Analog Multimeter 2.

Since the first post on my analog multimeter happened a few things.

I was thinking about the scale plate. If I order it as a PCB, why not to add some useful electronics to it. And I did. Adding a few LEDs will give a perfect backlight for the meter.

Also, I figured out, what to add to the back side. I've a few from this meter in the box with center zero configuration, so I added the same layout (with the LEDs) to the back side with center zero scale. Removed the "V" designator from the original design to add some versatility.

The back cover, with the mirror (3D printed insert + mirror foil) assembled:

Let there be light:

The assembled panel meter (no, I will not keep this scratchy plexi cover in the final instrument):

On the side, I started to work on the electronics.

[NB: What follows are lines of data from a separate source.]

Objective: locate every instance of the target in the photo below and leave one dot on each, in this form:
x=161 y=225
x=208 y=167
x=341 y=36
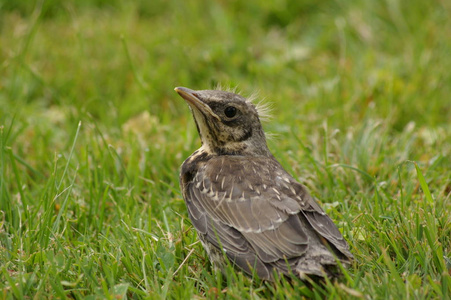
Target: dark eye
x=230 y=111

As it still far from ready, a few things are already settled. First of all the power supply voltages - Yes, you can tell it is too early, without the final design, but by my opinion, is a right time to try out some things.

What I already know about the analog section that I need a symmetrical, very low noise design, with the minimum achievable offset voltage - It is my assumption that the supply voltage is not really mater in a certain range, but the positive and the negative rail should match as much as possible.

So I "designed" an analog power supply. This first version is just to prove my concept, definitely not the final one. It will provide +-5V, roughly 1A. It is based on Walt Jung and Jan Didden's work called "SuperRegulator". Actually, I changed the reference to an MCP1502-25 from Microchip, changed the level shifting zener to LEDs (according to Walt Jung, it generate noise), and the negative side is not a separate regulator, but a tracking one. Also the Op Amps supply will be symmetric.

The design now is SMT except the power elements (two power transistors and two pre-regulators) also used a DIP socket for the Op Amp, to be able to try out different ones. My plan is OPA2180, but we will see, what is the best option.

I also designed the board for it:

Roughly a week ago I got a message from PCBWay marketing, that they recognize my work, and intend to sponsor my efforts with the PCB manufacturing.

This is an excellent news for me. This board is ordered from them. I eagerly waiting to arrive, and be able to review and also build this design. I'm looking forward to work with you guys.

My planned design for this meter is full of Op Amps. There is an Op Amp competition running at Hackaday currently: https://hackaday.io/contest/190312-op-amp-challenge.

I'm thinking about to enter with the part of this instrument.

Actually a circuit is "itching" in me for a while. This is a precision rectifier. Yes, you can tell, this is a well known, commonly used thing, but ...

Yes, that "but" is always there. I seen something as a patent entry from Microsoft (yes, this is funny, why Microsoft is trying to get a patent on an analog circuit), what, as it looks like not accepted.

This is what I feel a really good solution. I don't found drawbacks, but I'm really not qualified to judge this.

So, I started to design something based on that. Currently it is just a simulation, not using real components, it is just for functional proof.

The circuit:

It is based on an inverting and a non-inverting imput Op Amp (keeping constant input impedance, and creating inverted output also), a comparator, an analog switch and an output buffer.

Here is the produced waveform:

Don't forget, right know it is only theoretical, and low frequency. In the analog multimeter project I not even planning to use it for rectification, rather for automated polarity switching.

Next, I'll design the real circuit and PCB for not just test the functionality, but also the performance of it.

This is all for today. I'll continue (hopefully soon)